In [1]:
from pyspark.sql import SparkSession
from pyspark.sql.functions import *
from sparkmeasure import StageMetrics

#create a new Spark Session
spark = SparkSession \
    .builder \
    .master('spark://con:7077') \
    .appName('PySpark Project') \
    .config("spark.drivers.cores", "2") \
    .config("spark.drivers.memory", "4G") \
    .getOrCreate()

#create spark metrics object
stagemetrics = StageMetrics(spark)

In [2]:
spark

In [3]:
#load a csv file as a Spark DataFrame
movie = (spark.read
      .format("csv")
      .option('header', 'true') #means that the first line contains column names
      .option("delimiter", ",") #set the delimiter to comma
      .option("inferSchema", "true") #automatically try to infer the column data types
      .load("data/movie.csv") #filename to read from
     )
tag = (spark.read
      .format("csv")
      .option('header', 'true') #means that the first line contains column names
      .option("delimiter", ",") #set the delimiter to comma
      .option("inferSchema", "true") #automatically try to infer the column data types
      .load("data/tag.csv") #filename to read from
     )
rating = (spark.read
      .format("csv")
      .option('header', 'true') #means that the first line contains column names
      .option("delimiter", ",") #set the delimiter to comma
      .option("inferSchema", "true") #automatically try to infer the column data types
      .load("data/rating.csv") #filename to read from
     )

# Register DataFrames as an SQL temporary view
movie.createOrReplaceTempView("movie")
rating.createOrReplaceTempView("rating")
tag.createOrReplaceTempView("tag")

In [4]:
# 1st Query
#start measuring performance
stagemetrics.begin()

print(movie.join(rating, movie.movieId == rating.movieId, 'inner').filter(movie.title.contains('Jumanji')).count()

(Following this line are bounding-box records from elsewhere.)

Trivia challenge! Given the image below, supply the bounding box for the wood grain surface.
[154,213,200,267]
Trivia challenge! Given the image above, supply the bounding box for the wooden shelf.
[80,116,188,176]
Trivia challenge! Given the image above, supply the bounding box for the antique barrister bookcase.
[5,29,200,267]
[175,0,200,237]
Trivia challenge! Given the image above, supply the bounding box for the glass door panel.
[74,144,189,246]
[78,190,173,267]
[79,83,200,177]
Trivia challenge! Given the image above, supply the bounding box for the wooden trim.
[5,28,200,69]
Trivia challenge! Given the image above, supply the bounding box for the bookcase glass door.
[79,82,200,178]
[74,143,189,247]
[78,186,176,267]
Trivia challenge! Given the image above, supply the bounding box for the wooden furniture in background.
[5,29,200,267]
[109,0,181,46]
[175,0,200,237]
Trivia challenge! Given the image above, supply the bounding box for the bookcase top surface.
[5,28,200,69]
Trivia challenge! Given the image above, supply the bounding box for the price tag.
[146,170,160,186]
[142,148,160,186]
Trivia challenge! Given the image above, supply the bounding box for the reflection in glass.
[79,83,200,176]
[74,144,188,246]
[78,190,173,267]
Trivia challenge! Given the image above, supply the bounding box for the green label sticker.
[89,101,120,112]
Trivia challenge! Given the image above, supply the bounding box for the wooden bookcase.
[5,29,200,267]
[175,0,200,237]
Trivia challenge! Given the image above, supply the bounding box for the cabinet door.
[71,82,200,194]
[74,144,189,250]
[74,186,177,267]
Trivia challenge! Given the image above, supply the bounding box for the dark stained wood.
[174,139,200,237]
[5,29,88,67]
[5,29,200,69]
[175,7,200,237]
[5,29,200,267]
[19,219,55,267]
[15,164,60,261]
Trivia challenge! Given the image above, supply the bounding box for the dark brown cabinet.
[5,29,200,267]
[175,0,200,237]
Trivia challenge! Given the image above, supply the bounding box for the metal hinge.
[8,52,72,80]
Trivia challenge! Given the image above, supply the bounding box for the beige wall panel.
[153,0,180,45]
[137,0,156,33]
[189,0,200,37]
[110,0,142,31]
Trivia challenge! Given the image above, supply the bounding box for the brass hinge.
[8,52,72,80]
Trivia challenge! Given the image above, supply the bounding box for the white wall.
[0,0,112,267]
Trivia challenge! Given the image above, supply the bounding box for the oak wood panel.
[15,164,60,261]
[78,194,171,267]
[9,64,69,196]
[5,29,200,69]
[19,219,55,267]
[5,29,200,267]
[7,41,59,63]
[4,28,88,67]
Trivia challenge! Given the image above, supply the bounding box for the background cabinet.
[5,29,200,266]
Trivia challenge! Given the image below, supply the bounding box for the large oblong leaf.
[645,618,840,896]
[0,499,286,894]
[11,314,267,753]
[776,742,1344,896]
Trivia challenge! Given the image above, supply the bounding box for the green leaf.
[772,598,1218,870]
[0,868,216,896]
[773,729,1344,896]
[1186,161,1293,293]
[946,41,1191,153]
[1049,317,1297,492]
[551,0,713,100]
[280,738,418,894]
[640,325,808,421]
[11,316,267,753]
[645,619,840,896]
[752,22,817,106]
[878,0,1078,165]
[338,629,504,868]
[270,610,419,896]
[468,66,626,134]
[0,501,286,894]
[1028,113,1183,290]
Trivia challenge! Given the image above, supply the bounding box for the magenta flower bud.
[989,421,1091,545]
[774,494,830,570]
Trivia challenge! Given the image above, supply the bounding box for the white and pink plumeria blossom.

#stop measuring performance
stagemetrics.end()
#print performance metrics
stagemetrics.print_report()

22243

Scheduling mode = FIFO
Spark Context default degree of parallelism = 4
Aggregated Spark stage metrics:
numStages => 3
numTasks => 8
elapsedTime => 8299 (8 s)
stageDuration => 8146 (8 s)
executorRunTime => 22025 (22 s)
executorCpuTime => 17738 (18 s)
executorDeserializeTime => 559 (0.6 s)
executorDeserializeCpuTime => 141 (0.1 s)
resultSerializationTime => 0 (0 ms)
jvmGCTime => 216 (0.2 s)
shuffleFetchWaitTime => 0 (0 ms)
shuffleWriteTime => 57 (57 ms)
resultSize => 12762 (12.0 KB)
diskBytesSpilled => 0 (0 Bytes)
memoryBytesSpilled => 0 (0 Bytes)
peakExecutionMemory => 192
recordsRead => 20000264
bytesRead => 692174705 (660.0 MB)
recordsWritten => 0
bytesWritten => 0 (0 Bytes)
shuffleRecordsRead => 6
shuffleTotalBlocksFetched => 6
shuffleLocalBlocksFetched => 6
shuffleRemoteBlocksFetched => 0
shuffleTotalBytesRead => 354 (354 Bytes)
shuffleLocalBytesRead => 354 (354 Bytes)
shuffleRemoteBytesRead => 0 (0 Bytes)
shuffleRemoteBytesReadToDisk => 0 (0 Bytes)
shuffleBytesWritten => 354

In [5]:
# 2nd Query
#start measuring performance
stagemetrics.begin()

movie.join(tag, tag.movieId == movie.movieId, 'inner').filter(lower(tag.tag).contains('boring')).drop_duplicates(subset=['movieId']).orderBy(movie.title).select(movie.title).show(5, truncate=60)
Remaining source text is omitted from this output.